What about playbooks and DR testing — do they work for any database?
Honest scope: Incident Playbooks, DR Testing, Right-Sizing, Transaction Tracer, and the embedded Topology view in Monitoring all require Kubernetes (we talk to the operator + pods directly). Capacity Forecasting needs the K8s metrics-server for live metrics. Upgrade Advisor and Compliance work on both K8s and Direct Connect (Upgrade Advisor falls back to declared version when in-pod probes are unavailable).
Can I connect to non-Kubernetes databases?
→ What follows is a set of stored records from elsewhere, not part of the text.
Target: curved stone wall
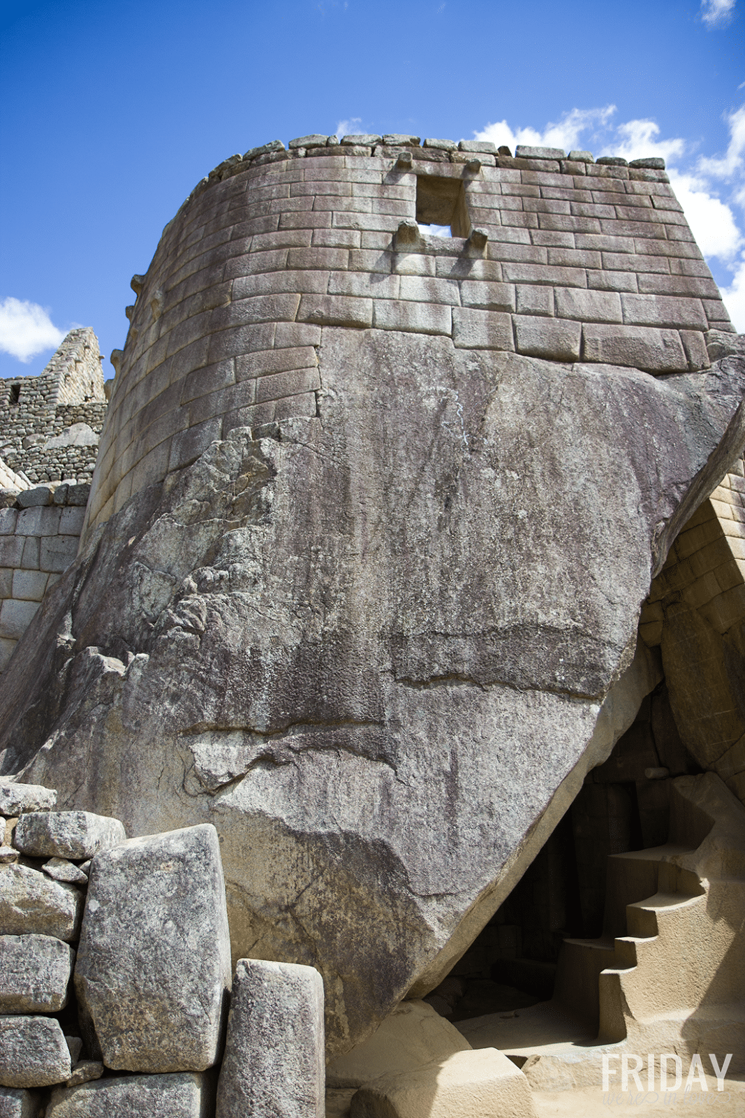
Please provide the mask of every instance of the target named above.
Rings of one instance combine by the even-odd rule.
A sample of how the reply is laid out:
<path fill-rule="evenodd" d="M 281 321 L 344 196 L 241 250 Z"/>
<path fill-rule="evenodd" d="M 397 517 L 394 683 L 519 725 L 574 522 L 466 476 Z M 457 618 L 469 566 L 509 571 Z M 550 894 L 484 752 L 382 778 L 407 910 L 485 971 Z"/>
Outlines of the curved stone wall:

Yes. Direct Connect lets you register databases on VMs, bare-metal, or cloud-managed services (AWS RDS, Google Cloud SQL, MongoDB Atlas, Azure Database) by providing the connection details. SaaS engines (BigQuery / Snowflake / Redshift / Databricks) also use Direct Connect with their respective auth methods.
Does it send my data to the cloud?
No. DBHelm is offline-first. All configuration, credentials, and kubeconfigs are stored locally in an encrypted SQLite database (AES-256-GCM). Optional opt-in error reporting can be enabled in Settings; everything else stays on your machine. The only outbound calls are: (1) the cloud APIs you configure (Kubernetes / RDS / Cloud SQL / etc), (2) AI provider when you configure one, (3) the optional Git remote when DBHELM_STATE_GIT_REPO is set, (4) the auto-updater check.
Can I extend it without forking?
Yes — the @dbhelm/sdk package exposes typed interfaces for ClusterProvisioner, BackupProvider, ScheduleProvider, ObjectAdminProvider, and SaasProvider. Drop a .mjs file into ~/.dbhelm/plugins/ and DBHelm loads it at boot. The /plugins page (super-admin only) shows what loaded, manifest details, and reason-if-skipped.
Why does SmartScreen / Gatekeeper show a warning?
This is standard for unsigned desktop applications. On Windows click "More info" → "Run anyway", on macOS right-click → Open. Apple Developer ID code-signing + Windows EV cert are on the roadmap.